At a visual magnitude of V = 6.6, WASP-189 is the brightest host star of all the WASP planets. The discovery of the transiting hot Jupiter was announced in 2018 in a paper led by David Anderson. The exceptional nature of WASP-189 thus made it a prime target for Cheops.
The Cheops study shows that: “the star itself is interesting – it’s not perfectly round, but larger and cooler at its equator than at the poles, making the poles of the star appear brighter,” says Dr Lendl. “It’s spinning around so fast that it’s being pulled outwards at its equator!”
“This first result from Cheops is hugely exciting: it is early definitive evidence that the mission is living up to its promise in terms of precision and performance,” says Kate Isaak, Cheops project scientist at ESA.
Press coverage has included articles in CNN, CTV, the International Business Times, The Sun, The Mirror, The Daily Mail, The Express and over 30 other news sites.
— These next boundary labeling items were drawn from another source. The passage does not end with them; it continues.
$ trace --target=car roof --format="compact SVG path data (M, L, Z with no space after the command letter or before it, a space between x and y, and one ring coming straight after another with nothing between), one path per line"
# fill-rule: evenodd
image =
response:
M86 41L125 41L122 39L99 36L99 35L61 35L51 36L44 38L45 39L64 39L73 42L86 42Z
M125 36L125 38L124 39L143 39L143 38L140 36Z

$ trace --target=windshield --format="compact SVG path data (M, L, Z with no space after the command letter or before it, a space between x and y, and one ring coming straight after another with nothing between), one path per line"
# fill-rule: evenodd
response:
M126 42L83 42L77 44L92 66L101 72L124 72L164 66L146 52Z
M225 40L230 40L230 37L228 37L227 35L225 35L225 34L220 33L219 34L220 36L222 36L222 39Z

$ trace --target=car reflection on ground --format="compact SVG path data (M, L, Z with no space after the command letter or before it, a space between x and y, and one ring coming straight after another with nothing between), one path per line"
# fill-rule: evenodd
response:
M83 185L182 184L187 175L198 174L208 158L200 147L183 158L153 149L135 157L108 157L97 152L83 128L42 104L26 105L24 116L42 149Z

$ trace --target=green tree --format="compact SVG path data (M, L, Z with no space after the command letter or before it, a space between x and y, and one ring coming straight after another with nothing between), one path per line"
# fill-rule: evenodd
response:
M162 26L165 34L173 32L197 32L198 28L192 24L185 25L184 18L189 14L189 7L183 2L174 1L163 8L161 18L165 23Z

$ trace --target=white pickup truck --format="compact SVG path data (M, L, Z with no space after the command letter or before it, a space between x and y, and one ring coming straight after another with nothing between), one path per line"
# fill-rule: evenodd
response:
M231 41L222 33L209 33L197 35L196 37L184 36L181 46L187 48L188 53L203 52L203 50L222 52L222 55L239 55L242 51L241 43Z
A new paper by Sarah Millholland et al reconsiders highly bloated, low-mass planets such as WASP-166b. One explanation for the low mass of such planets is that they have small cores and are mostly gaseous envelope. However, having a relatively small core is at odds with core-accretion theory for the formation of such planets, which says that they can only gravitationally attract and then accrete large envelopes if the core is sufficiently massive.
Instead, Millholland et al suggest that the envelope is a smaller fraction of the planet’s mass than it seems, and that instead it has expanded to its current bloated state by tidal heating. A small eccentricity of the orbit is sufficient to produce tidal dissipation that heats the envelope and thus causes it to expand.

In the figure, the authors plot the fraction of the planet that is envelope, assuming no tidal heating, and also the smaller fraction when accounting for the effects of tidal heating. The reduction makes the proportions compatible with core-accretion theory. Millholland et al suggest that: “many sub-Saturns may be understood as sub-Neptunes that have undergone significant radius inflation, rather than a separate class of objects”.
Thomas Mikal-Evans et al have released a new paper analysing the heated, dayside face of WASP-121b. Teams studying the atmospheres of exoplanets either look at the transit, when the planet’s atmosphere is projected against the host star, such that molecules produce absorption features in the spectrum, or they study the eclipse, when the heated face of the planet disappear and then reappears. In the latter, atmospheric molecules produce emission features in the spectrum.

Here is the spectrum of the heated face of WASP-121b, based on recording five eclipses using the WFC3 spectrograph on the Hubble Space Telescope. The orange line and yellow banding show the spectrum expected for a pure black body of the same temperature as the planet. The red lines then show model fits, which reveal emission features caused by H− ions and water (H2O) molecules.